Download or read book Haunted City written by Neil Gregor and published by . This book was released on 2008 with total page 390 pages. Available in PDF, EPUB and Kindle. Book excerpt: Nuremberg—a city associated with Nazi excesses, party rallies, and the extreme anti-Semitic propaganda published by Hitler ally Julius Streicher—has struggled since the Second World War to come to terms with the material and moral legacies of Nazism. This book explores how the Nuremberg community has confronted the implications of the genocide in which it participated, while also dealing with the appalling suffering of ordinary German citizens during and after the war. Neil Gregor’s compelling account of the painful process of remembering and acknowledging the Holocaust offers new insights into postwar memory in Germany and how it has operated. Gregor takes a novel approach to the theme of memory, commemoration, and remembrance, and he proposes a highly nuanced explanation for the failure of Germans to face up to the Holocaust for years after the war.
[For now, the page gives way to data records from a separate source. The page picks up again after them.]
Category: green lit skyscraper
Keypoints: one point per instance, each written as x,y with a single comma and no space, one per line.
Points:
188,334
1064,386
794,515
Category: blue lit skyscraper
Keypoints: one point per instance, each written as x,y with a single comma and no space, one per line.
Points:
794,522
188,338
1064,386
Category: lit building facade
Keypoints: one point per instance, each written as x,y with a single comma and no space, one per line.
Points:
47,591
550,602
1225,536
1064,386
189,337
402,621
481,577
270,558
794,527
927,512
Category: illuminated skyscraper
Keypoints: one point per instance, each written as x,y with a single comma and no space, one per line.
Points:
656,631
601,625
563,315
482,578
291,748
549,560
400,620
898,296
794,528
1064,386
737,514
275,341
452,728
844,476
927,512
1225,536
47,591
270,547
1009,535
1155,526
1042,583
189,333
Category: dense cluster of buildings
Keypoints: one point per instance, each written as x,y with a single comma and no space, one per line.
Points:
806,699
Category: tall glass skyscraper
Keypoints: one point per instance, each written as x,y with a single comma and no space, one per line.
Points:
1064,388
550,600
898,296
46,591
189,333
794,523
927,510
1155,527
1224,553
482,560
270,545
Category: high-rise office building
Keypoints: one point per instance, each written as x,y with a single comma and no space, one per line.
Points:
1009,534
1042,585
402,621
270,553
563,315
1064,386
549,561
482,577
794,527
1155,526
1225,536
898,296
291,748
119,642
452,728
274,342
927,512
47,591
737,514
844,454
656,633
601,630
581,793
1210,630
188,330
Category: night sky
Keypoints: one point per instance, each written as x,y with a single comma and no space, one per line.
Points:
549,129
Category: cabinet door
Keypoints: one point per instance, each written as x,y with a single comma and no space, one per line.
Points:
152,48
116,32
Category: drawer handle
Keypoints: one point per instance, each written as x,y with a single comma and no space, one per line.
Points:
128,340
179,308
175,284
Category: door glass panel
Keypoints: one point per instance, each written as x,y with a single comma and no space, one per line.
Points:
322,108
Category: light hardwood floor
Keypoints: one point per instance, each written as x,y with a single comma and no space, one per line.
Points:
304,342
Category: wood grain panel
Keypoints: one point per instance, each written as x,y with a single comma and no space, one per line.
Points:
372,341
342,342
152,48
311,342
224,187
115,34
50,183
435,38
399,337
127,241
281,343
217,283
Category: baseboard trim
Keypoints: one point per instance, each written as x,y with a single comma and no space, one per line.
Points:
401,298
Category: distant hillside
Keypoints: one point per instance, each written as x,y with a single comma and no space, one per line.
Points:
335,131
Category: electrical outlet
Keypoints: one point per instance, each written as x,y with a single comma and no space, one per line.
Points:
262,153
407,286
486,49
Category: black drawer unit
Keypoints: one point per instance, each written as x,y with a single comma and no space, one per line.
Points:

His book makes a major contribution to the social and cultural history of Germany.

Book Ghosts of Home

    Book Details:
  • Author : Marianne Hirsch
  • Publisher : Univ of California Press
  • Release : 2011-07-26
  • ISBN : 0520271254
  • Pages : 390 pages

Download or read book Ghosts of Home written by Marianne Hirsch and published by Univ of California Press. This book was released on 2011-07-26 with total page 390 pages. Available in PDF, EPUB and Kindle. Book excerpt: In the Ukraine, east of the Carpathian Mountains, there is an invisible city. Known as Czernowitz, the 'Vienna of the East' under the Habsburg empire, this Jewish-German Eastern European culture vanished after WWII - yet an idealized version lives on. This book chronicles the city's survival in personal, familial, and cultural memory.